We went on to the north, through narrow canyons choked with cedar, where the cool and sunless ground was groomed and carpeted with an old brown duff of leaves and needles. When we climbed out upon the ridges we could see thin snow on the blue ranges all around
us, and white peaks of a mountain chain rising into cloud to the east and to the north.

In the afternoon we passed through the ruins of an old logging camp: huge old stumps with high notch cuts, moss-rotten fence posts leaning about an ancient ox shed, and rusted chains and dogs and jackscrews in the wreckage of an old “boat” fallen down along the dim swath of the skid road. An heroic fir stood at the edge of the old yard, the last of its generation, which I must guess was left for a boundary mark, or for some other reason no one can now know, as the wood-choppers who felled the other trees are dead or long ago gone to the pursuits of old men.

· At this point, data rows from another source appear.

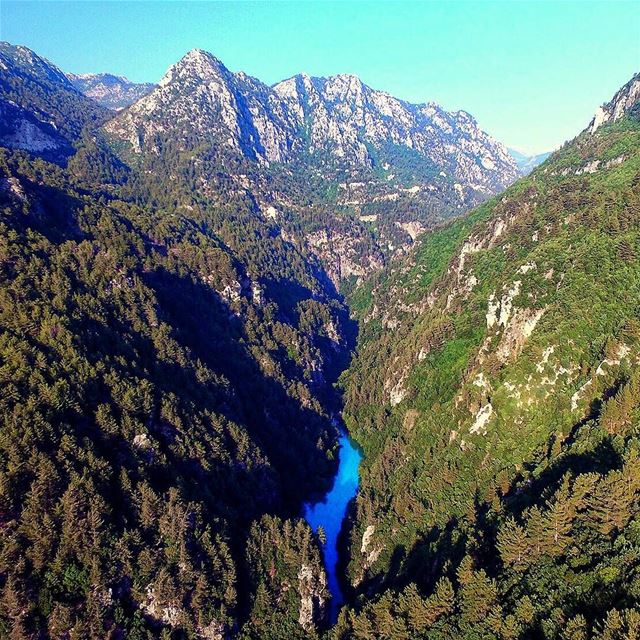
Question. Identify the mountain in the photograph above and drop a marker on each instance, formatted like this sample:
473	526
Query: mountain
41	111
112	92
360	172
495	394
526	163
339	116
179	288
167	363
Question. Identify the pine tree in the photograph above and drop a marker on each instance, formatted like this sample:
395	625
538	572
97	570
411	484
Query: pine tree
513	545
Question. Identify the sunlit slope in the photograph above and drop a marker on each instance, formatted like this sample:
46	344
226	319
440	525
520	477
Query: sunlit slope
500	333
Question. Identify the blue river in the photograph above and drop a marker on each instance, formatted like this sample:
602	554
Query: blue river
330	513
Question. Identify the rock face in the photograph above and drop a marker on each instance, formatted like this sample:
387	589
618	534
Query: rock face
40	110
200	101
312	587
351	121
113	92
317	151
493	350
622	102
338	116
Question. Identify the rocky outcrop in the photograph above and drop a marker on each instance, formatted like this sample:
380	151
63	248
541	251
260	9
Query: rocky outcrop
312	587
113	92
340	116
622	102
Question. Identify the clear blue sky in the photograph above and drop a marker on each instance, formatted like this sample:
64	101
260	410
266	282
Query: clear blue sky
531	72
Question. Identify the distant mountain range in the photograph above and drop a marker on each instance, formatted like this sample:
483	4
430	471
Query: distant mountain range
526	163
380	170
188	274
113	92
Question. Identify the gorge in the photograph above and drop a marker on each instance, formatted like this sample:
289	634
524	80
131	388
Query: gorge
186	280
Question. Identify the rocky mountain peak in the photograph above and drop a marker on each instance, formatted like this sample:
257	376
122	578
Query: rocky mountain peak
21	58
622	102
108	90
196	64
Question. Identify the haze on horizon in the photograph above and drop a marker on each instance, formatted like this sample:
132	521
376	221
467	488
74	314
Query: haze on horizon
532	73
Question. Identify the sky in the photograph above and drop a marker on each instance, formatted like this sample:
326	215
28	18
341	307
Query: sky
532	72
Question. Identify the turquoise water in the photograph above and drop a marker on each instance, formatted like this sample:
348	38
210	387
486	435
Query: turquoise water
330	513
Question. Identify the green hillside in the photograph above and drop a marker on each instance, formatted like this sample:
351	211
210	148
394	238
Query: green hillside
495	395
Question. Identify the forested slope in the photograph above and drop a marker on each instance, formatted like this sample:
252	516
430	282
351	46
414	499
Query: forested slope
495	395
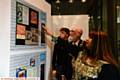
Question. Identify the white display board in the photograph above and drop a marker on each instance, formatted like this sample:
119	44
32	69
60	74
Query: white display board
70	21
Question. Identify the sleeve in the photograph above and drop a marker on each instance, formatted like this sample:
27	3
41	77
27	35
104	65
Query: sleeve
54	39
109	72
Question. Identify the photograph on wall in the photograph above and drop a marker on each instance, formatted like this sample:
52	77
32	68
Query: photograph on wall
32	62
43	24
32	72
42	57
33	17
35	36
42	33
20	32
26	25
21	72
22	13
28	39
42	72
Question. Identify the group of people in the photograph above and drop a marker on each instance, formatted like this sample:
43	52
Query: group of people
76	59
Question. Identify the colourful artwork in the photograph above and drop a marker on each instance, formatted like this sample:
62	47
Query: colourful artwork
22	14
32	72
20	31
34	17
34	38
26	25
42	56
21	72
42	74
32	62
43	24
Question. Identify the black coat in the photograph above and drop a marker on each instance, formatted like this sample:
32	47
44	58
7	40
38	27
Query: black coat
60	53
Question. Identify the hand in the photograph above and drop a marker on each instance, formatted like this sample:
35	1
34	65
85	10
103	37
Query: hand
47	31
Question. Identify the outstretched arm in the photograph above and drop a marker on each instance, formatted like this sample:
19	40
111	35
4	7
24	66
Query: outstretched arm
47	31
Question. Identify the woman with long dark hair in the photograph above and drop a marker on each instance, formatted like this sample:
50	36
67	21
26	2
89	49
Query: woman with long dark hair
97	61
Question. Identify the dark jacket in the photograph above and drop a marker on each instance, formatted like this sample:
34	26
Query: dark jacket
60	53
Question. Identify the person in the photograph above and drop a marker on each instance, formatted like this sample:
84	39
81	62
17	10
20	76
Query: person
96	62
60	53
76	44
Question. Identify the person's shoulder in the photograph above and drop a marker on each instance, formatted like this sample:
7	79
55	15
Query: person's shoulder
110	69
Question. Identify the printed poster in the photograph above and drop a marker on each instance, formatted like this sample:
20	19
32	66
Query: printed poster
22	14
21	31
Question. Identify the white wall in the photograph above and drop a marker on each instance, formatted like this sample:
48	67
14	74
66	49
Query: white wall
4	37
5	25
69	21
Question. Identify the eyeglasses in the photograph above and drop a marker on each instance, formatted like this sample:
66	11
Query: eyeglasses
72	30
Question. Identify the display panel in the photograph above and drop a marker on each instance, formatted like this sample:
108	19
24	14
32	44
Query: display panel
27	25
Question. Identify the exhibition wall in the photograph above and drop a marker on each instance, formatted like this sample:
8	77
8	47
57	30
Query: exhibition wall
70	21
24	42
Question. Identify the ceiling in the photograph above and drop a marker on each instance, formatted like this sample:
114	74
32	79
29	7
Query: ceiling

These lone, left-behind trees I have heard the loggers call wolf trees. I know that in the old world, where many generations of a clan lived under the shade of one ancient tree, their traditions told and retold the circumstances of its planting and the events that occurred within its witness; and such trees were venerated. And I know that the memory of a tree is real and concrete—it registers in its flesh, in concentric layers, the years of drought and of flood, of fires and volcanic event, and the fall of meteorites centuries old. From miles away we could see the lofty head of that wolf tree, a landmark, towering above the thick stands of blackberries and alder which had grown up again in the cleared field.